In the field of molecular devices the functionality of materials is directly related to the organization at the mesoscopic scale, where the constituting (macro)molecules form higher-order assemblies of 5-500 nm in size. Using a combination of approaches of self-organization (bottom-up) and directed assembly (top-down), (macro)molecules can be organized into mesoscale assemblies with desired size, shape and orientation – thus creating nanostructures with desired functionalities. By investigating the fundamentals of these molecular systems, TU/e researchers have already been able to make substantial contributions throughout the vast area of technological applications, ranging from protective coatings and liquid crystalline displays to polymer solar cells.

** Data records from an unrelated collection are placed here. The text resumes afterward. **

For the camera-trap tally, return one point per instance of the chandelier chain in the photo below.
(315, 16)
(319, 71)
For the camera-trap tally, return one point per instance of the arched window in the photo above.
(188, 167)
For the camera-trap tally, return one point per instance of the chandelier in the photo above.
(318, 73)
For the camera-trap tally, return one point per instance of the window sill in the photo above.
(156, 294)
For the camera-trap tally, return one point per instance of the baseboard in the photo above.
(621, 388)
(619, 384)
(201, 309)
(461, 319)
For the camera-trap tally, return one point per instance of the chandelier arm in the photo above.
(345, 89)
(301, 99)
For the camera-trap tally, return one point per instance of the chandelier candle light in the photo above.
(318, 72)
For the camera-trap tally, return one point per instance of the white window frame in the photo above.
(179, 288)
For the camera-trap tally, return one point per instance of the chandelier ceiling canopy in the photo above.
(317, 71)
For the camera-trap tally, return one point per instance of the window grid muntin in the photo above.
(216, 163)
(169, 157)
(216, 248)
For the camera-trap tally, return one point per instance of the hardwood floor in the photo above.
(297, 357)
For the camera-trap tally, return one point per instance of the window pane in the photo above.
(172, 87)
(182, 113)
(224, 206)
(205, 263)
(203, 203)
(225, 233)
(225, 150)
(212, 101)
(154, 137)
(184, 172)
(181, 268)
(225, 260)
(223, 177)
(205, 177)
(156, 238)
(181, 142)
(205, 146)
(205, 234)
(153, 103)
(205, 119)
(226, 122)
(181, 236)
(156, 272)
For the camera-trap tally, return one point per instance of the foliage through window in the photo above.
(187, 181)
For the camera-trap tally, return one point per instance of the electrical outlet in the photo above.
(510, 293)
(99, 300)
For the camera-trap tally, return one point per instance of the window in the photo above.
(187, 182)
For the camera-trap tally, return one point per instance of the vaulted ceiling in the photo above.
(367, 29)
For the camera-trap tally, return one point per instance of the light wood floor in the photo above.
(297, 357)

However, designing functional soft materials with desired hierarchical structures is still an enormous challenge. Here, not only the molecular structure but also the size, shape and surface properties of the assemblies determine how they organize into higher-order structures. Additionally, the kinetics of the assembly processes - both on the molecular and the mesoscopic level - will also affect the final structure and thereby the functionality of the material.
The joint TU/e researchers in the field of Complex Molecular Systems are now developing an approach of Correlative Analysis that will allow visualization of the construction of building blocks at the nanoscale and their organization into higher-order structure at the mesoscale. This opens the possibility to actively interfere with these processes and control the morphology of the resulting materials at the different hierarchical levels.